Norwood Russell Hanson (1924-1967) was of the same generation as Salmon and Putnam but died relatively young (when a plane he was flying crashed). These selections from the first chapter of his Patterns of Discovery address some of the same issues as Putnam but in a particularly striking and very influential way.
Hanson’s topic is commonly known via terms he used immediately following the end of the selection you have read when he said, “There is a sense, then, in which seeing is a ‘theory-laden’ undertaking. Observation of x is shaped by prior knowledge of x” (Patterns of Discovery, p. 19). Most of the selection is devoted to arguing against the view that what is theory-laden is not seeing or observation but something that comes after it.
• In section A, Hanson argues that what is seen should not be identified with an image on the retina (which is clearly not theory-laden).
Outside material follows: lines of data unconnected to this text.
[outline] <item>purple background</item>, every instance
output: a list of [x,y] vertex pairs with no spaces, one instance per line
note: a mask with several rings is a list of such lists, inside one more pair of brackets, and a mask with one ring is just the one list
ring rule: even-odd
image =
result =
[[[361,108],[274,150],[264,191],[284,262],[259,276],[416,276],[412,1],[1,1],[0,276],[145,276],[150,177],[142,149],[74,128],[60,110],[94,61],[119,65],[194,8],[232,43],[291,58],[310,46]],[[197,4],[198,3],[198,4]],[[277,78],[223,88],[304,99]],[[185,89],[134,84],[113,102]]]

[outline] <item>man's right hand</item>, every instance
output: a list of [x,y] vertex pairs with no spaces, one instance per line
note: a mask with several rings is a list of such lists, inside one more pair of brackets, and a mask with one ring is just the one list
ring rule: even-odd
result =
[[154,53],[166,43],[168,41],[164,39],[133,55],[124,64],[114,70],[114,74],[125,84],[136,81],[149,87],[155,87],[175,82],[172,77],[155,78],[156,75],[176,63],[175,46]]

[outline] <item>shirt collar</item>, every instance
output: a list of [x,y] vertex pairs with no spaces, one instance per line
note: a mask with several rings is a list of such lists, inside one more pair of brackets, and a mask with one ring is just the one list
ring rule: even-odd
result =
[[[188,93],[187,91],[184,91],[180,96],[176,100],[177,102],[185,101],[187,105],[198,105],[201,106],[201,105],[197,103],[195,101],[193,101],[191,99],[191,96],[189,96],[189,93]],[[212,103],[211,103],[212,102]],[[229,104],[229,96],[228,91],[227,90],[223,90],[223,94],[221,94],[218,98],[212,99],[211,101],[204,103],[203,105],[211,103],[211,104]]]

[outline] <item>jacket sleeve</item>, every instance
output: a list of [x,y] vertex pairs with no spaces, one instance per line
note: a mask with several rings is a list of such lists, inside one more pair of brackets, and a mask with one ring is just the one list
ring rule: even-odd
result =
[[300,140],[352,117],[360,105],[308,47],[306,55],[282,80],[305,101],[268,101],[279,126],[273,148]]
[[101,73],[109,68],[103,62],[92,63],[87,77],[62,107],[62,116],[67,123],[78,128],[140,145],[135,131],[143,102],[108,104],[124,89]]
The example of Tycho Brahe and Kepler will be relevant not only to Hanson’s argument here but also to a broader argument along similar lines you will encounter in Kuhn. (The odd phrase ‘sket ceterah’ on p. 342 is merely a typo; the original has the word ‘sketch’.)
• Section B is devoted to attacking the idea that theory-ladenness is the result of an act of interpretation that is applied to what is seen. Particularly, important is the point he makes on pp. 343-344 when he notes occasions when we do interpret what we see but argues that the word interpretation “does not apply to everything.”
Hanson’s footnotes include a number of untranslated quotations. Most are from Ludwig Wittgenstein (1889-1951), whose thought strongly influenced Hanson, but one is from Goethe. Here are some translations.
n. 6: “But this isn’t seeing!” — “But this is seeing!” — It must be possible to give both remarks a conceptual justification.
n. 12: I can only see, not hear, red and green.
n. 18: What processes am I alluding to?
n. 28: Each hears only what he understands.